When you come to Costa Rica, you’re going to find that the customs for tipping and shopping are a bit different than the States or other countries. Every country you go to has a different perspective of tipping and it’s good to read up about it before you accidentally offend someone or land yourself in an awkward situation.
Tipping can get confusing when it comes to what’s normal for the culture or not and sometimes, the whole process can be annoying when it’s not that straightforward. Don’t even get me started on the frustration of tipping in the US and I grew up there!
Costa Rica luckily makes the process easier and without the headache that comes every time I get the bill in the United States.
Here are some basic things you need to know about shopping and tipping in Costa Rica.
Shopping in Costa Rica
When you are out shopping in Costa Rica, some places will have tax included in the price tag but some places don’t. Sales tax in Costa Rica is fairly high at 13% so don’t be surprised when you find out things aren’t as cheap as you thought it would be.
When you are shopping, whether it is souvenirs, groceries or whatever, remember that the conversion rate is around 500 to 1 and it’s the easiest way to do the math. However, it’s not always 500 to 1 so make sure you check it.
If you are souvenir shopping, you are allowed to bargain and definitely do it because prices are always higher at souvenir stores. Locals are usually pretty happy to give discounts, especially if you end up buying a lot of stuff.
Even at a clothing or hardware store, Yeison will bargain and he has gotten some small discounts, normally when he is buying a lot of stuff at one time and paying in cash. Most of the time it is 10% which is not bad, it only takes a second to ask and you can save some money! You can read his tips for bargaining here.
Don’t be shy if you are not fluent in Spanish, as long as you know some numbers (or at least hold up fingers) you can still try to bargain a bit.
Tipping in Costa Rica
Tipping is actually not a normal part of their culture, read more about how their tipping and tax system works when it comes to shopping and tipping in Costa Rica.
Tipping in Costa Rica for restaurants is usually included in the prices you see on the menu (they will say if it is or not) so most of the time, you don’t need to worry about calculating tip. Restaurants are supposed to have the tax and tip included in the menu price but be aware that in some touristic areas they may not to make prices seem cheaper. Always check the menu to see if they include them or not.
They are not actually called tips here, it’s called service tax with a flat rate of 10%. Tipping in Costa Rica is not common for the locals and they normally don’t give anything extra, no matter how great or lousy the service is. It’s just not their culture because it is already included.
So coming from a country where you get really dirty looks if you don’t go beyond the minimum 15%, it’s a little weird to not have to think about it.
There have been a few times where Yeison and I got exceptional service and we slip them something small, like a thousand colones ($2).
Majority of the time tip is included in the tour price that you pay. Some tour places will have tip boxes if you want to tip their tour guides.

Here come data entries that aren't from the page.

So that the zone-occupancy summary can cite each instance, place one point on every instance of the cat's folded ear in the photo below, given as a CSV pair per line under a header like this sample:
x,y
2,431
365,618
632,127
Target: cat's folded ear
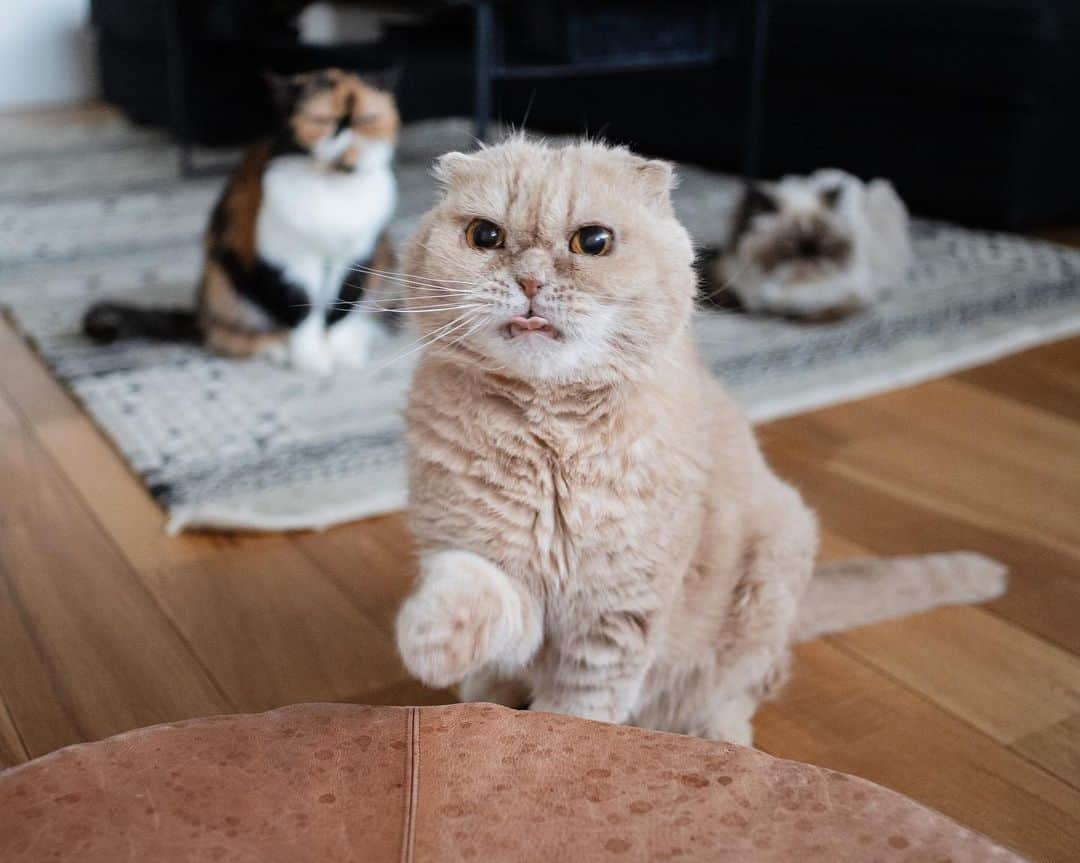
x,y
455,167
657,179
282,89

Sometimes the guides will kindly ask if you want to, but if not that’s perfectly fine too. It’s up to you.
Same with your tour guide drivers. It’s not typical for a Tico to wait after getting out of the bus to give their driver a tip. It’s completely optional and they won’t get mad at you if you don’t.

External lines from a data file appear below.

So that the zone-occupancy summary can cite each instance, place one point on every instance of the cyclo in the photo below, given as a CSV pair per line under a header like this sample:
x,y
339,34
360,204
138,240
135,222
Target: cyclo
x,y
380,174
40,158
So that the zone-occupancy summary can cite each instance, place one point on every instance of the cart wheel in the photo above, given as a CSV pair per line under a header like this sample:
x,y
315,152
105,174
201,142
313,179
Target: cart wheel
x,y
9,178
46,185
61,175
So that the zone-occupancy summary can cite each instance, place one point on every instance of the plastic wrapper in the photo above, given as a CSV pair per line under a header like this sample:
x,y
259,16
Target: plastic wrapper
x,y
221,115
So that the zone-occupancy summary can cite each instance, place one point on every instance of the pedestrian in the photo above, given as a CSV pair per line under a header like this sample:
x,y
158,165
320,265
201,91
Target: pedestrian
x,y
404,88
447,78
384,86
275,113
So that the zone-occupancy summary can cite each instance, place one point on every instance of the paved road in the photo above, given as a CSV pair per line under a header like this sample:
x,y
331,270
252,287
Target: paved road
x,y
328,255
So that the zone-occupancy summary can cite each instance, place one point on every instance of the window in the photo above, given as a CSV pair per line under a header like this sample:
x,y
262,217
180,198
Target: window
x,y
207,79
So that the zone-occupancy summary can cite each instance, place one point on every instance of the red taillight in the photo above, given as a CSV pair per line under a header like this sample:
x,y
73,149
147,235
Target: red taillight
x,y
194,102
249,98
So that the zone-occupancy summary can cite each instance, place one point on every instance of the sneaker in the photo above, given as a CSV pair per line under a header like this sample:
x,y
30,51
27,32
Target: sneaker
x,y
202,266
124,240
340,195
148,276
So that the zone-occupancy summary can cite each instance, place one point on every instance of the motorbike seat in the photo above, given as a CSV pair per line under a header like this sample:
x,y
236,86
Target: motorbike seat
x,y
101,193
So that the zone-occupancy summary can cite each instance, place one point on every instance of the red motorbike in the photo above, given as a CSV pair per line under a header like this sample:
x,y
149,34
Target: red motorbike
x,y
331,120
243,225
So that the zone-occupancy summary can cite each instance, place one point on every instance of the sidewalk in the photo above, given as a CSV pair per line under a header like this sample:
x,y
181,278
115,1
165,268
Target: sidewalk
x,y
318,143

We always try to leave a little something for the maids since they don’t make very much here. I remember when my parents stayed at the hotel we worked at, they gave the maid the first tip she’s ever gotten in the 5 years she worked there.
Again, it’s not required but it is always nice and you get better cleaning services, trust me!
These are the ones who say they will watch your car and guide you in and out. I feel kind of torn between this one because many of them, seem to be in hard times but Yeison had a terrible experience with these guys before. Instead of watching his bus like they said they would (and he paid them to do), he got robbed.
They can also be quite persistent to get you to park in “their area” and I honestly don’t count on them to stop someone from lifting our car or anything. After all our experiences, if we have extra coins we give them like 200 colones (about 50 cents).
Don’t Feel Pressured to Tip
The main thing to take away is that tipping in Costa Rica is completely optional. This is because hotels, restaurants, and tours include the 10% service tax in their price which is different than in the States. So if your final hotel room rate is $100 per night, then the total amount you pay with taxes and everything will have the tip included and that money goes directly to the workers. They don’t get taxed on it either.
In some more touristic areas like Tamarindo, there is more of an expectation since the workers know that foreigners are used to tipping. But if you don’t, it’s OK and it’s fine to tip only if you think the workers deserve it or have really done a good job.
If you’re from the US, I know it’s hard not to tip and it feels completely rude not to but remember, other countries have vastly different tipping customs and tipping in Costa Rica is much different than the US.